Receptor-mediated endocytosis of vitronectin is regulated by its conformational state.

Vitronectin is a structurally labile molecule with a native, non-heparin binding form and a conformationally altered, heparin binding form. To understand the physiological significance of the two conformers of vitronectin, we examined the metabolism of both conformers by cultured human skin fibroblasts. Both native and altered vitronectin bound to confluent fibroblast monolayers. Both conformers of vitronectin competed equally well for the binding of altered vitronectin to the cell layer, suggesting that both conformers bound to the same site in the cell layer. In contrast, 125I-altered vitronectin, but not 125I-native vitronectin, was degraded to trichloroacetic acid-soluble radioactivity by the fibroblast monolayer.

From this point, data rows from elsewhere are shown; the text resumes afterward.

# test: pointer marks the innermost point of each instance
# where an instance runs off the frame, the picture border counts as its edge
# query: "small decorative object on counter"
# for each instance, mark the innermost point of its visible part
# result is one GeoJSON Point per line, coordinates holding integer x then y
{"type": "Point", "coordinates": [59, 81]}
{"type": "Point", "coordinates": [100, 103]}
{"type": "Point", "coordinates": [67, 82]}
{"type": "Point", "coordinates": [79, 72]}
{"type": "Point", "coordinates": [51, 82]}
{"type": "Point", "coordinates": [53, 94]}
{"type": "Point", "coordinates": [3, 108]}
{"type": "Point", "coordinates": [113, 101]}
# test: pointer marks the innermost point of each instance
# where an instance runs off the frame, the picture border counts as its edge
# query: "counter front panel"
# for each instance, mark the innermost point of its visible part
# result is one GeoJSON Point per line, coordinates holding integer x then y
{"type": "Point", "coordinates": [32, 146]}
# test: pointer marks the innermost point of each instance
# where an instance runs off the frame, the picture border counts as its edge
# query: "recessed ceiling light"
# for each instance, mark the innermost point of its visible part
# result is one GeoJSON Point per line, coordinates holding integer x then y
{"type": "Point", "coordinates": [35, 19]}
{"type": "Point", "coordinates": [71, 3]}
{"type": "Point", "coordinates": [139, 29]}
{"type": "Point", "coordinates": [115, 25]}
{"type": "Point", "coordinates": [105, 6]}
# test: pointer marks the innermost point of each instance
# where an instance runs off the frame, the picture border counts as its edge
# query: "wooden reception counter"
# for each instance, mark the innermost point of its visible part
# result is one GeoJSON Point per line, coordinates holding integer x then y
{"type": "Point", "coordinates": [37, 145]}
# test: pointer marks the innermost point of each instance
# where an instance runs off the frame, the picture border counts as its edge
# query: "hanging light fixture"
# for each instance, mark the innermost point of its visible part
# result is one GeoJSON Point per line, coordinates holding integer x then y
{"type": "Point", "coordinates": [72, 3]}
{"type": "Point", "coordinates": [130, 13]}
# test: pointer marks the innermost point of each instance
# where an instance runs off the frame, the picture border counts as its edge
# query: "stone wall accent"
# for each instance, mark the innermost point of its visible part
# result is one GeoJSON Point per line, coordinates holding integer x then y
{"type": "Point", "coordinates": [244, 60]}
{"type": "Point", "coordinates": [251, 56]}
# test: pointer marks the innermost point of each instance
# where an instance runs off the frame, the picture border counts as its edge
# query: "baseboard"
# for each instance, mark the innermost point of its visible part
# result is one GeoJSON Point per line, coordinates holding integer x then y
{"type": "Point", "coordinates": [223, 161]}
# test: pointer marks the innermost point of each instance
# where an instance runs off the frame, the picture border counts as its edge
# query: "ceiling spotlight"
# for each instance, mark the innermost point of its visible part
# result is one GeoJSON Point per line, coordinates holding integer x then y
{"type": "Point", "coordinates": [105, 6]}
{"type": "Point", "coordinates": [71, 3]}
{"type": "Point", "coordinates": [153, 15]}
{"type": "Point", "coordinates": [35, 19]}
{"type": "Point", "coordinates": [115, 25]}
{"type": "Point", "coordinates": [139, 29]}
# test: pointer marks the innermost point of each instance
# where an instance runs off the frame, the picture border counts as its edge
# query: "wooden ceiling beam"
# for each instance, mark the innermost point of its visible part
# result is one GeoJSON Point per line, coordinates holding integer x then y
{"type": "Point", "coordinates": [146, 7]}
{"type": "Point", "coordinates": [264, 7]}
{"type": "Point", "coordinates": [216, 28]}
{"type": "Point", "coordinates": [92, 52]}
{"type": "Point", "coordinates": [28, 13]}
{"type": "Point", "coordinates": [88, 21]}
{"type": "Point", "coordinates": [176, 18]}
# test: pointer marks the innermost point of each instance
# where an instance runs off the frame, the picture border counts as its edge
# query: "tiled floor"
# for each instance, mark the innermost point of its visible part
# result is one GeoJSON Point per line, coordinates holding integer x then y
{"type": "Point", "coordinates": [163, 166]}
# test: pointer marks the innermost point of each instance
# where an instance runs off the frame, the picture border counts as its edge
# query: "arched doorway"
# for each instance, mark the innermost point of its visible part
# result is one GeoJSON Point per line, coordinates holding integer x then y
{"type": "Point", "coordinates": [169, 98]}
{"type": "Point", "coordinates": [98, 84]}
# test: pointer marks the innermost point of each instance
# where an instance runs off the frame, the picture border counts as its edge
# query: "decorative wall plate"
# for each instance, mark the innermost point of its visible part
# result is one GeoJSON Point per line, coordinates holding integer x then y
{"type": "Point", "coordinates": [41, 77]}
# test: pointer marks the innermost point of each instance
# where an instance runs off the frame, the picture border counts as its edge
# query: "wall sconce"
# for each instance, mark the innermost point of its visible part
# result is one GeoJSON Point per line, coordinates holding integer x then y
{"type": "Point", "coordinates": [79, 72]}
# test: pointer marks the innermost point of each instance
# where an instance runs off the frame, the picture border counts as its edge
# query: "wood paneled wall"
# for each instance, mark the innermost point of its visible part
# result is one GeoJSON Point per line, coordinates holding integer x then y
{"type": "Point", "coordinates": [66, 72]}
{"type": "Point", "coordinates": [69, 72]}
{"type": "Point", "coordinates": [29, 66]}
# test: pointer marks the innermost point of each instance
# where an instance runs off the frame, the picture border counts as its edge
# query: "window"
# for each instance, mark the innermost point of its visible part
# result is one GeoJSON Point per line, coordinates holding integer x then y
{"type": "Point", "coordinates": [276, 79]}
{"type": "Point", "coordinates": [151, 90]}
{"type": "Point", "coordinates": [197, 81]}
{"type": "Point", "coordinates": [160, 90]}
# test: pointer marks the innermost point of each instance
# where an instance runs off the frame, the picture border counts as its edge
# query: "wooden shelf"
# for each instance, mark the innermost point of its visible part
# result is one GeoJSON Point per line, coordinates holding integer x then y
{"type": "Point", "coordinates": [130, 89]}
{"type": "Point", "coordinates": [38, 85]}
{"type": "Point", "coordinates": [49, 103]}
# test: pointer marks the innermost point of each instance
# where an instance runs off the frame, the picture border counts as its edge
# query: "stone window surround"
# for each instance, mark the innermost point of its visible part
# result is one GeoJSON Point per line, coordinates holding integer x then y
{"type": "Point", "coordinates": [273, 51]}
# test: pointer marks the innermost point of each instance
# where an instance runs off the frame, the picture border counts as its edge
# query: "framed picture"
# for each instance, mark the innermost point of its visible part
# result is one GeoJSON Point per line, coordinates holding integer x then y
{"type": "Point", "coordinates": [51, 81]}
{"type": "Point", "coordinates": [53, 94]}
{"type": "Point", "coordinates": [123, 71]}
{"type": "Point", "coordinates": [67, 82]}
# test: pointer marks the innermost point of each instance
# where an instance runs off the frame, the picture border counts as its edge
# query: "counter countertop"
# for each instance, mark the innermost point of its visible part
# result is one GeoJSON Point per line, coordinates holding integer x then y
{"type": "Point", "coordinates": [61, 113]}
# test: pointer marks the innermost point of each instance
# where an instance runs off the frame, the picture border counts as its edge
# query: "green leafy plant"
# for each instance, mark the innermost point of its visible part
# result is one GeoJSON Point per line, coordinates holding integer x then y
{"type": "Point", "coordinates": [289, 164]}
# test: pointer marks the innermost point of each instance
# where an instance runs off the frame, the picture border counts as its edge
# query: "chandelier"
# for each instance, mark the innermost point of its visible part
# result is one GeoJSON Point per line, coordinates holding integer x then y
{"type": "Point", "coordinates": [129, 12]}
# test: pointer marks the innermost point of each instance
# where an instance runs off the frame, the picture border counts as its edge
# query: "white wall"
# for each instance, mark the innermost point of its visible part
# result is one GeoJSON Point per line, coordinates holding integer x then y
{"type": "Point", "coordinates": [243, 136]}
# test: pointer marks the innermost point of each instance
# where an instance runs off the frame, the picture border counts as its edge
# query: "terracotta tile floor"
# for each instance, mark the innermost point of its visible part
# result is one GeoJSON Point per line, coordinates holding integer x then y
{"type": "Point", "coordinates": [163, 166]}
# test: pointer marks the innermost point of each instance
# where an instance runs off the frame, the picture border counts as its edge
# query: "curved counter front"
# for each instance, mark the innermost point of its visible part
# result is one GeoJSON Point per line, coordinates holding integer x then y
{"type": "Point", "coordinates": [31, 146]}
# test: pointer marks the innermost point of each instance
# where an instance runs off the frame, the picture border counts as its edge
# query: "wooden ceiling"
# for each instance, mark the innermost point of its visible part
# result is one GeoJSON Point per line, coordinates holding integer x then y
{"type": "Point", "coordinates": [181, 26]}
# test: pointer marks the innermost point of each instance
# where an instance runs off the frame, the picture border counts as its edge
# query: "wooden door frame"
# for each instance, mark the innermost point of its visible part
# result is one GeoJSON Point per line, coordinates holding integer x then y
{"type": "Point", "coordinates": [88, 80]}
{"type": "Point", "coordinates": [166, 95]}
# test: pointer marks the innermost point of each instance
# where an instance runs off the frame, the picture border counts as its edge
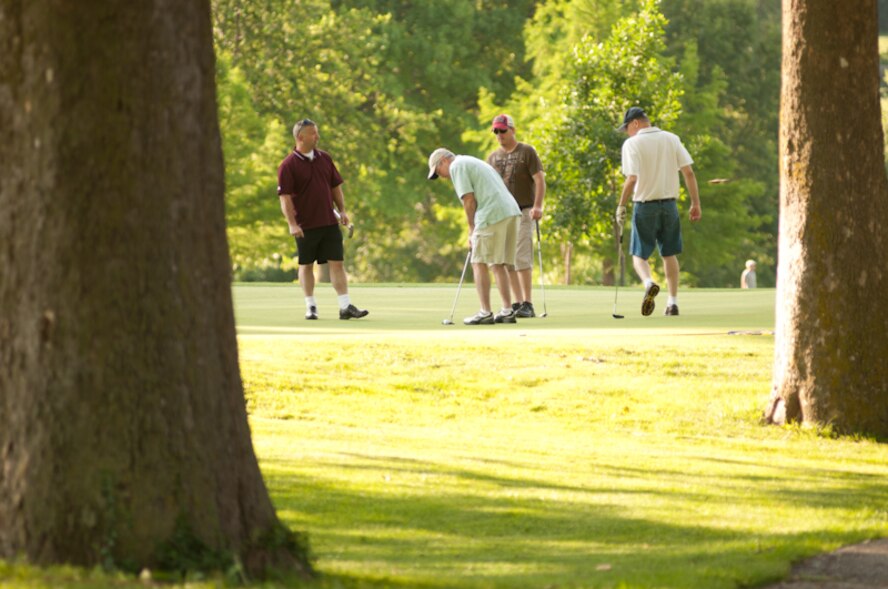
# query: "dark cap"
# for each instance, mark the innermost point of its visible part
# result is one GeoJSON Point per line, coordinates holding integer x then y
{"type": "Point", "coordinates": [633, 113]}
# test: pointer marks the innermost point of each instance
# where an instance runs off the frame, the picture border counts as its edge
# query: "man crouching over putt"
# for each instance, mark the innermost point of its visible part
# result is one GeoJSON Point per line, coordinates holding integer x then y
{"type": "Point", "coordinates": [493, 217]}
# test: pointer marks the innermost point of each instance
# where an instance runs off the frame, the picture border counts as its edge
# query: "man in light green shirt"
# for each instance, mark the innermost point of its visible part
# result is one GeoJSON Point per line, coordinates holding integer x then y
{"type": "Point", "coordinates": [493, 217]}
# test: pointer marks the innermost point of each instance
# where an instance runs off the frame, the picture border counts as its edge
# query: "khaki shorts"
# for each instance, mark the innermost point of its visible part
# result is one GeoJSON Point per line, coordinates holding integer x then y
{"type": "Point", "coordinates": [495, 244]}
{"type": "Point", "coordinates": [524, 249]}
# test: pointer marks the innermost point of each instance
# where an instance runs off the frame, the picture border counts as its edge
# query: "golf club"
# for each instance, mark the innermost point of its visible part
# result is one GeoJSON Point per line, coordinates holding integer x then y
{"type": "Point", "coordinates": [449, 320]}
{"type": "Point", "coordinates": [540, 256]}
{"type": "Point", "coordinates": [622, 264]}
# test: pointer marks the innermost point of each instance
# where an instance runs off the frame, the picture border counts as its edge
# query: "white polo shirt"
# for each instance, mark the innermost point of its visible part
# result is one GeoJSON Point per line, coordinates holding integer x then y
{"type": "Point", "coordinates": [654, 156]}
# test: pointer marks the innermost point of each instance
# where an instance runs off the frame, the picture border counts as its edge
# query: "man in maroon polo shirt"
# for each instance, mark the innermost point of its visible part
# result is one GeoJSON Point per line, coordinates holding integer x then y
{"type": "Point", "coordinates": [309, 185]}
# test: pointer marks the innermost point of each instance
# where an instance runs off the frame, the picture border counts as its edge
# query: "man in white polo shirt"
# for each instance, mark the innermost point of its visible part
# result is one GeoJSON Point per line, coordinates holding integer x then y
{"type": "Point", "coordinates": [493, 217]}
{"type": "Point", "coordinates": [652, 159]}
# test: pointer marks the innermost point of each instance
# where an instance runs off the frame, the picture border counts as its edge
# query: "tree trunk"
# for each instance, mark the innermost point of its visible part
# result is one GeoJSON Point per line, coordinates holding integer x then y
{"type": "Point", "coordinates": [122, 414]}
{"type": "Point", "coordinates": [831, 321]}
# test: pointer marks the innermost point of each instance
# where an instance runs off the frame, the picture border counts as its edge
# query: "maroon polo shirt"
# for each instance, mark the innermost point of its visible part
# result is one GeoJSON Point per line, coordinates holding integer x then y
{"type": "Point", "coordinates": [310, 184]}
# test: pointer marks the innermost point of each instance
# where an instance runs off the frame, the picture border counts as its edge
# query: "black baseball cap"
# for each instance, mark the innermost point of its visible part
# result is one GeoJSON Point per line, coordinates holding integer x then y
{"type": "Point", "coordinates": [633, 113]}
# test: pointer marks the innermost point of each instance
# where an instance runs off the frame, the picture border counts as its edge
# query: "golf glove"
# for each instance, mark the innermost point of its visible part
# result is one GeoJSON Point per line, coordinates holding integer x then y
{"type": "Point", "coordinates": [620, 216]}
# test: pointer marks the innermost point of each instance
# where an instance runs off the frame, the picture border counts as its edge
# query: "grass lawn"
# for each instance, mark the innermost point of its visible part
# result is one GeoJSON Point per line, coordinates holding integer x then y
{"type": "Point", "coordinates": [565, 452]}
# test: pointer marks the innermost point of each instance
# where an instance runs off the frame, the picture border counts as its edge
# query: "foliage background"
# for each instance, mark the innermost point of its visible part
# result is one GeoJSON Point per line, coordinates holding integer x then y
{"type": "Point", "coordinates": [389, 81]}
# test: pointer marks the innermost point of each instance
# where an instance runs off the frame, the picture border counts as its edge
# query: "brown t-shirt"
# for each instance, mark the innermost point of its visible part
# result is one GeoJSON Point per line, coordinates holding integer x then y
{"type": "Point", "coordinates": [517, 169]}
{"type": "Point", "coordinates": [309, 182]}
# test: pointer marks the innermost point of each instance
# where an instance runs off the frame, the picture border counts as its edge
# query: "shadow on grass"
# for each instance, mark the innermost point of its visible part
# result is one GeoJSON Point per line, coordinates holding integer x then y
{"type": "Point", "coordinates": [477, 529]}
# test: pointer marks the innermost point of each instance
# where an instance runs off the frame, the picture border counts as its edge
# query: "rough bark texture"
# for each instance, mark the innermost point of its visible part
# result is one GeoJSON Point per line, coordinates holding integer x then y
{"type": "Point", "coordinates": [121, 405]}
{"type": "Point", "coordinates": [832, 323]}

Degradation of vitronectin was saturable, sensitive to chloroquine, and occurred intracellularly, suggesting that vitronectin was degraded through a lysosomal pathway. Heparin and thrombospondin inhibited the degradation of altered vitronectin. The degradation of native vitronectin was induced by addition of gamma-thrombin which exposes vitronectin's cryptic heparin-binding domain. These studies suggest that the heparin-binding domain in vitronectin is required for the clearance of vitronectin from the matrix. In addition, these data demonstrate that the conformation of vitronectin regulates its half-life in the matrix. These studies provide the first evidence for a distinct function for the conformers of vitronectin.